Tuesday, March 1, 2016

Jesus Feminist

     "I often think of Lydia when people argue over the false dichotomy of whether or not women should work. Women have always worked; they will always work - for their families, for their homes, for survival, for provision, for the good of their souls. It's a straw man argument for the purposes of arguing or imposing a new law. Lydia used her portion, a considerable business acumen and subsequent wealth, for the benefit of the gospel."

     Chapter Six: Patron Saints, Spiritual Midwives, and "Biblical Womanhood"
     Jesus Feminist, Sarah Bessey
      This is not what I saw myself reading this year, but life is full of surprises. A couple of my coworkers have read both of Sarah Bessey's books and highly recommended them to me, but it wasn't until I heard her speak at my church that I finally picked  up Jesus Feminist. I had seen it on the shelf; noticed it when it first came into the store last year; and the title made me want to read it, but non-fiction can be so hard for me. It took me weeks to finish Mere Christianity by C.S. Lewis, even though I adored the book.
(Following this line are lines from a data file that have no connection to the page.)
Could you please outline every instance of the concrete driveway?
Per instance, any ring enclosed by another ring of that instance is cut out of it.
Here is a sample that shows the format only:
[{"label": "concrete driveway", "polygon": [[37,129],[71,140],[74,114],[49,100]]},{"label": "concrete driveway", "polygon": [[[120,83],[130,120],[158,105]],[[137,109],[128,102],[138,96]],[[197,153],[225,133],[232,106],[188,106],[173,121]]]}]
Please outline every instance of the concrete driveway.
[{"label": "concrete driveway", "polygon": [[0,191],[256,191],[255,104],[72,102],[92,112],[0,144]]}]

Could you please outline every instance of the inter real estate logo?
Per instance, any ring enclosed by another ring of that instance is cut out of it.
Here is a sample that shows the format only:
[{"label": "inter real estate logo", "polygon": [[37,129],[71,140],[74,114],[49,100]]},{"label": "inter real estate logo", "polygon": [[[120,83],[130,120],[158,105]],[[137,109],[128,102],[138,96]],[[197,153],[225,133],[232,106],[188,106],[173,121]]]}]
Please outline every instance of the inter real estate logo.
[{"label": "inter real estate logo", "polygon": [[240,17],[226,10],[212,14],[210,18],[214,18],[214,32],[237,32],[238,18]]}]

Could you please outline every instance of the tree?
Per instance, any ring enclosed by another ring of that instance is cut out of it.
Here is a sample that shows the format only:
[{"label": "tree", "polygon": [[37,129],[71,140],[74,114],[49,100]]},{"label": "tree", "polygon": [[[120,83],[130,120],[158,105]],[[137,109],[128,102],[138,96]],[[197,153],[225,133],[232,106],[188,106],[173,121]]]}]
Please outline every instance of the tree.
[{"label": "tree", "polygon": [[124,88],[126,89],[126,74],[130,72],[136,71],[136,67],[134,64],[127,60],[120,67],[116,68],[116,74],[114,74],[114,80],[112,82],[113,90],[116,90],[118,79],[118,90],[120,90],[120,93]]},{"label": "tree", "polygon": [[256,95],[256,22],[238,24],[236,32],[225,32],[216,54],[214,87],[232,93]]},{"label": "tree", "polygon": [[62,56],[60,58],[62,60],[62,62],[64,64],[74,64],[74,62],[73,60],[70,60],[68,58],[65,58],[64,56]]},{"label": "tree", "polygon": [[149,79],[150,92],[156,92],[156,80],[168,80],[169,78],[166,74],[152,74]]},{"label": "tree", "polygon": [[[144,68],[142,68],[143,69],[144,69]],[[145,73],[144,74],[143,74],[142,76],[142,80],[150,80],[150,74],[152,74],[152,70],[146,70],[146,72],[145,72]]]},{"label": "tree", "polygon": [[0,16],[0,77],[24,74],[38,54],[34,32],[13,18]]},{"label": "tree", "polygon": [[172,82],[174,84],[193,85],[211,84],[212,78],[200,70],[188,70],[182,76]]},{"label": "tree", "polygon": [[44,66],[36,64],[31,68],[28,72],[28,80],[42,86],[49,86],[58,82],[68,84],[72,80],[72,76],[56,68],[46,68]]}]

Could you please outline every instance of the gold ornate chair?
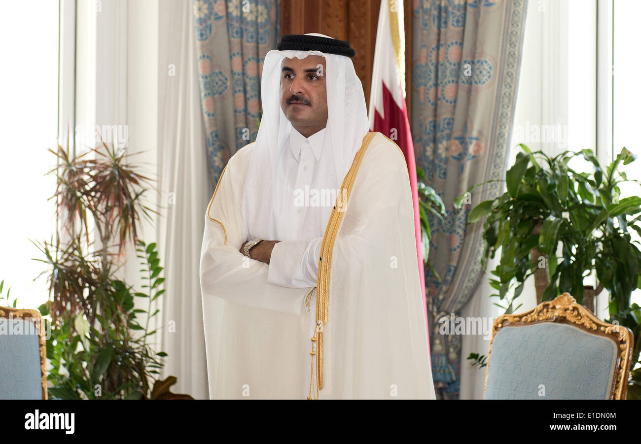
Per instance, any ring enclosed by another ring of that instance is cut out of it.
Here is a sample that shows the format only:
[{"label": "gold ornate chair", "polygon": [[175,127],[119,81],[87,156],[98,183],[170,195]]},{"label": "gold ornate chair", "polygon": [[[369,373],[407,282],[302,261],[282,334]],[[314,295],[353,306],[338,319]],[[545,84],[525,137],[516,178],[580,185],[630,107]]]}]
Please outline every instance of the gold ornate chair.
[{"label": "gold ornate chair", "polygon": [[[633,338],[564,293],[492,327],[485,399],[625,399]],[[491,356],[490,356],[491,353]]]},{"label": "gold ornate chair", "polygon": [[47,399],[46,358],[40,313],[0,307],[0,399]]}]

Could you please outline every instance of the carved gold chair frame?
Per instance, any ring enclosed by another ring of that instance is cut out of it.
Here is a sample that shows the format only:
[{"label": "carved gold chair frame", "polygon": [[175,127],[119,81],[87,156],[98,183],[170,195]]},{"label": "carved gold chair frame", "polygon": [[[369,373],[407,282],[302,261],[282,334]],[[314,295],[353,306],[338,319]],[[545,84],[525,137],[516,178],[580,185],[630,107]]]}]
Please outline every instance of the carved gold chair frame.
[{"label": "carved gold chair frame", "polygon": [[[40,375],[42,384],[42,399],[47,399],[47,343],[45,340],[45,326],[42,317],[37,310],[31,309],[11,308],[0,306],[0,318],[9,318],[10,315],[13,319],[21,318],[31,322],[38,329],[38,336],[40,342]],[[33,320],[37,320],[34,322]]]},{"label": "carved gold chair frame", "polygon": [[616,370],[613,377],[610,399],[625,399],[628,391],[628,378],[631,365],[634,338],[629,329],[622,325],[607,324],[597,318],[582,305],[576,303],[568,293],[563,293],[553,300],[546,300],[529,311],[520,315],[502,315],[494,321],[492,340],[488,352],[487,370],[485,373],[485,390],[490,370],[492,343],[494,335],[502,328],[514,328],[542,322],[561,322],[585,330],[592,334],[608,338],[617,344]]}]

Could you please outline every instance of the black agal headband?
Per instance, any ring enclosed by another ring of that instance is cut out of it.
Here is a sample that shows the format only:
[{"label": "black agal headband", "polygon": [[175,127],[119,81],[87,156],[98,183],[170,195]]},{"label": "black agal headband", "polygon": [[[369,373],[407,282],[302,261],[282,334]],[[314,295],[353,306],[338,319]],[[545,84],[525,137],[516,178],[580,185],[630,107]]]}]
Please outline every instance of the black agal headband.
[{"label": "black agal headband", "polygon": [[285,34],[281,35],[280,41],[276,44],[278,51],[320,51],[327,54],[338,54],[346,57],[353,57],[356,54],[349,42],[335,38],[321,37],[319,35],[306,35],[304,34]]}]

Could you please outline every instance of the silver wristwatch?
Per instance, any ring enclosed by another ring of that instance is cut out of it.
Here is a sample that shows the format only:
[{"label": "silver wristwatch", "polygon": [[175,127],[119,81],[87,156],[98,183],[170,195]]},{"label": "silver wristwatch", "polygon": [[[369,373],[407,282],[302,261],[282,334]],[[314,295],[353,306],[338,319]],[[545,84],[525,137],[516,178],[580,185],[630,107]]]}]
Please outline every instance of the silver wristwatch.
[{"label": "silver wristwatch", "polygon": [[256,244],[258,242],[261,242],[262,240],[263,240],[254,239],[254,240],[249,241],[249,242],[245,244],[245,246],[243,247],[242,251],[240,252],[242,252],[244,256],[247,256],[247,258],[251,258],[251,256],[249,256],[249,250],[251,250],[253,247],[255,247]]}]

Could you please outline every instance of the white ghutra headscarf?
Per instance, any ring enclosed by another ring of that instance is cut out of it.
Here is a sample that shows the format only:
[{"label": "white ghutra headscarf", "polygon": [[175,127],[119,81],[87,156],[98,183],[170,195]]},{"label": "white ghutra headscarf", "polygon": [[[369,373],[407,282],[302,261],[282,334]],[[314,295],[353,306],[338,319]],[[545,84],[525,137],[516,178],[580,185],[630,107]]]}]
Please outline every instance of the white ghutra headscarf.
[{"label": "white ghutra headscarf", "polygon": [[[322,34],[312,33],[322,37]],[[331,38],[331,37],[328,37]],[[287,195],[287,177],[279,164],[292,131],[280,106],[281,65],[286,58],[303,59],[310,54],[325,58],[328,121],[317,172],[327,175],[328,188],[338,190],[349,170],[369,122],[365,94],[351,59],[346,56],[320,51],[278,51],[267,53],[261,81],[263,118],[249,163],[242,198],[242,211],[247,232],[253,238],[283,240],[290,233],[287,224],[277,223],[278,215],[287,214],[284,206],[291,204]],[[331,207],[315,209],[324,224]],[[323,232],[317,234],[322,236]]]}]

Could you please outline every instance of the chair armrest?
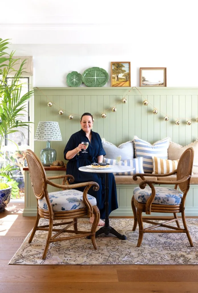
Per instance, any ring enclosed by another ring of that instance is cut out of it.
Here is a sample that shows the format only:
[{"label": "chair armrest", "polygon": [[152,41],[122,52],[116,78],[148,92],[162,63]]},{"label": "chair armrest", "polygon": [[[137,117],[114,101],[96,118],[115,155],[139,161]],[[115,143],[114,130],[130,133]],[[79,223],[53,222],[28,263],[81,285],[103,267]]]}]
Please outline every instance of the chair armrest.
[{"label": "chair armrest", "polygon": [[175,185],[177,185],[180,183],[186,181],[189,179],[191,176],[190,175],[185,176],[182,179],[179,180],[176,180],[175,181],[171,181],[170,182],[169,181],[156,181],[154,180],[144,180],[141,182],[139,184],[139,186],[141,189],[144,189],[147,184],[150,186],[151,189],[151,194],[146,204],[146,214],[147,214],[150,215],[151,210],[151,205],[154,200],[155,196],[155,189],[153,185],[154,184],[174,184]]},{"label": "chair armrest", "polygon": [[[66,175],[67,176],[67,175]],[[71,176],[71,175],[70,175]],[[73,176],[72,176],[73,177]],[[53,182],[51,182],[48,179],[46,179],[46,183],[47,184],[51,185],[55,187],[58,187],[58,188],[62,188],[63,189],[72,189],[74,188],[77,188],[78,187],[85,187],[85,188],[83,191],[83,198],[86,207],[88,210],[87,214],[88,217],[91,217],[93,215],[93,208],[91,203],[89,201],[87,198],[87,192],[90,188],[92,186],[93,186],[93,189],[94,191],[97,191],[99,189],[99,185],[96,182],[92,181],[90,182],[83,182],[81,183],[78,183],[77,184],[70,185],[64,185],[61,184],[56,184]]]},{"label": "chair armrest", "polygon": [[[51,180],[52,179],[59,179],[63,178],[62,185],[64,185],[65,183],[67,185],[69,185],[70,183],[72,183],[74,181],[74,177],[72,175],[60,175],[58,176],[50,176],[46,177],[47,179]],[[69,179],[69,181],[68,179]],[[64,188],[64,189],[65,189]]]},{"label": "chair armrest", "polygon": [[149,177],[167,177],[168,176],[170,176],[171,175],[173,175],[174,174],[177,173],[177,170],[175,170],[173,172],[171,173],[169,173],[167,174],[151,174],[150,173],[137,173],[136,174],[134,174],[133,176],[133,179],[135,181],[136,181],[138,180],[137,177],[140,177],[141,179],[143,180],[145,180],[144,177],[146,177],[147,176]]}]

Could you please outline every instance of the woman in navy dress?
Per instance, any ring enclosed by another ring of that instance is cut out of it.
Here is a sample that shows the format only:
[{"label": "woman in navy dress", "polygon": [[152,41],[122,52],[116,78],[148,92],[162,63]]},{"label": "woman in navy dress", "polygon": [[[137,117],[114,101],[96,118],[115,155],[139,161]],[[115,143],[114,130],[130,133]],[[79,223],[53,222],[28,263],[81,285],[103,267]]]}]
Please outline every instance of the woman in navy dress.
[{"label": "woman in navy dress", "polygon": [[[100,210],[100,217],[105,217],[105,174],[102,173],[85,173],[79,171],[79,167],[91,165],[93,163],[102,163],[103,156],[106,154],[102,143],[101,139],[98,133],[91,130],[93,124],[93,117],[89,113],[83,114],[80,120],[81,129],[79,131],[72,134],[68,141],[64,150],[64,157],[69,161],[67,165],[67,174],[72,175],[74,177],[74,184],[81,182],[94,181],[99,185],[100,188],[95,191],[92,188],[88,190],[88,193],[95,197],[97,206]],[[81,151],[85,147],[82,142],[87,142],[89,145],[86,151]],[[112,173],[109,173],[109,214],[118,207],[117,193],[115,178]],[[83,191],[84,187],[77,188]],[[90,218],[89,221],[92,223],[93,216]],[[104,222],[100,220],[98,226],[103,226]]]}]

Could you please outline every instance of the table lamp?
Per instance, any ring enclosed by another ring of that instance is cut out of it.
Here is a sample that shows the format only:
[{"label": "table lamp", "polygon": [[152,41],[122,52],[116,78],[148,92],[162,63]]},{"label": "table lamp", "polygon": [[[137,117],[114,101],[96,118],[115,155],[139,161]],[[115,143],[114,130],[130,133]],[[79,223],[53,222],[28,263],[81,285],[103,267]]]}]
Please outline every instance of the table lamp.
[{"label": "table lamp", "polygon": [[34,140],[47,141],[45,149],[40,152],[41,161],[44,166],[50,166],[55,161],[56,152],[50,147],[50,141],[62,140],[58,122],[54,121],[40,121],[36,132]]}]

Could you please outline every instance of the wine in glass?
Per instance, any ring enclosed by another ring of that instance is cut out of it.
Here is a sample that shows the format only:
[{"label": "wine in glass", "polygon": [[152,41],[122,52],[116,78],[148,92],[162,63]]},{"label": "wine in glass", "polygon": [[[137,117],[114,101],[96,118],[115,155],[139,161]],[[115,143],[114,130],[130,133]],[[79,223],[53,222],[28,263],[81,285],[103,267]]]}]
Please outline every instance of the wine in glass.
[{"label": "wine in glass", "polygon": [[89,143],[88,142],[82,142],[81,143],[83,144],[84,146],[85,147],[85,149],[84,149],[84,151],[82,151],[82,152],[88,153],[88,152],[86,151],[85,150],[86,150],[88,147],[88,146],[89,145]]}]

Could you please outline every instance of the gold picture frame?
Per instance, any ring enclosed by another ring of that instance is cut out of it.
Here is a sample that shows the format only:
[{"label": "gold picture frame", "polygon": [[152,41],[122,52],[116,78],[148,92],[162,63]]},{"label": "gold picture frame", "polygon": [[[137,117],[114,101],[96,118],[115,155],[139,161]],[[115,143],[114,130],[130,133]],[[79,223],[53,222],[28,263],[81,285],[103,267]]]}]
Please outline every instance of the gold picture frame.
[{"label": "gold picture frame", "polygon": [[131,86],[130,62],[111,62],[111,86]]},{"label": "gold picture frame", "polygon": [[141,67],[140,86],[166,86],[166,67]]}]

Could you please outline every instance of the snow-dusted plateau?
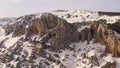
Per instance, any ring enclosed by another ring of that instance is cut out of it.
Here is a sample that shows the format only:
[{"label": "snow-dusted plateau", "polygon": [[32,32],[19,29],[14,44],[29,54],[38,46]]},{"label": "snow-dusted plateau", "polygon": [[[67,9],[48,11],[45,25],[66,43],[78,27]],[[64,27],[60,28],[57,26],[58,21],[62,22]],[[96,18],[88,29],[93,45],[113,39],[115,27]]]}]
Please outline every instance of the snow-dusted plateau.
[{"label": "snow-dusted plateau", "polygon": [[120,15],[57,10],[0,18],[0,68],[120,68]]}]

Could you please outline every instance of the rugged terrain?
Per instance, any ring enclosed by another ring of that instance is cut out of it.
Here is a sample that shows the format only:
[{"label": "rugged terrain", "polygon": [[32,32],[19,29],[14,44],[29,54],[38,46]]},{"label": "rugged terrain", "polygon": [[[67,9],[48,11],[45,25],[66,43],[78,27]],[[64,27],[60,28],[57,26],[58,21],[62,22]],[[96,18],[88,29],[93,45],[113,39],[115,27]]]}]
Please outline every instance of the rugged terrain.
[{"label": "rugged terrain", "polygon": [[119,68],[120,16],[52,11],[0,19],[0,68]]}]

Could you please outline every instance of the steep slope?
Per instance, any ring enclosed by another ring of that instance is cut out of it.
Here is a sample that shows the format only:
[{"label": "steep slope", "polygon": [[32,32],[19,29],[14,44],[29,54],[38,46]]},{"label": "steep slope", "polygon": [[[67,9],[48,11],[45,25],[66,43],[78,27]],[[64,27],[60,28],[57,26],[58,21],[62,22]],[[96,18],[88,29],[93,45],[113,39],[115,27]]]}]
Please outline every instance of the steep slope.
[{"label": "steep slope", "polygon": [[0,67],[119,68],[116,34],[101,21],[82,25],[50,13],[21,16],[0,26]]}]

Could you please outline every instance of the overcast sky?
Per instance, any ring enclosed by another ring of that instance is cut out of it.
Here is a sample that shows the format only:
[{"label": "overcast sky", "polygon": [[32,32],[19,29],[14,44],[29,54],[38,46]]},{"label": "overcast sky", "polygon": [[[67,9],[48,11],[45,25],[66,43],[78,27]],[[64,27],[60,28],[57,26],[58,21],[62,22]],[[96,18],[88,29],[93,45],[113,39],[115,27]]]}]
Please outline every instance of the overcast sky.
[{"label": "overcast sky", "polygon": [[56,9],[120,11],[120,0],[0,0],[0,17],[16,17]]}]

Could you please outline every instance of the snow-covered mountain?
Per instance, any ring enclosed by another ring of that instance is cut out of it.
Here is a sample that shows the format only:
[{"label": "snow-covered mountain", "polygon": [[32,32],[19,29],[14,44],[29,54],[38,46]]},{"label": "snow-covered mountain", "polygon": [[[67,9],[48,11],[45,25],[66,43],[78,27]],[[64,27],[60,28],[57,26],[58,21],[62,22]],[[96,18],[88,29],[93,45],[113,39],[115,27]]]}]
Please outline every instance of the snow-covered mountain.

This is a bit of the same story, but I'm getting through it, and it is beautiful.

     It is powerful, and wonderful, and encouraging. Her words are beautiful, and her thoughts are careful and blessedly heart-warming. And strong. Her words are so, so strong.

     I recommend this book to any woman. And I recommend this book to anyone who has felt oppressed, as a woman, in the church. Even if it felt minor. Even if it was something that you were fine brushing off, because it didn't really apply to you anyways.

     This is a book to encourage women, but Sarah Bessey doesn't ignore men either. She approaches everything with a care, gentleness and grace that calms the nerves and the anger and the judgement on either end of the spectrum. She brings the reader in for a chat. A deep, and perhaps difficult chat, but approached in such a way that the frayed nerves don't feel so raw and the hurt doesn't rear its head so violently. Because there is a lot of hurt on the subject, and a lot of violence and frustration and anger. Sarah Bessey is here to set that aside. She "makes her case - not as a fire-breathing debater - but as a woman utterly captivated by Jesus, who will stop at nothing to follow him" (Carolyn Custis James, author of Half the Church).

      Now, I'm not good with non-fiction, as I've said. I'm also awful with confrontation and seriously angsty and argumentative topics. But I love this book. I love the kindness and gentleness of it. I love the truth and the warmth of heart and the strength.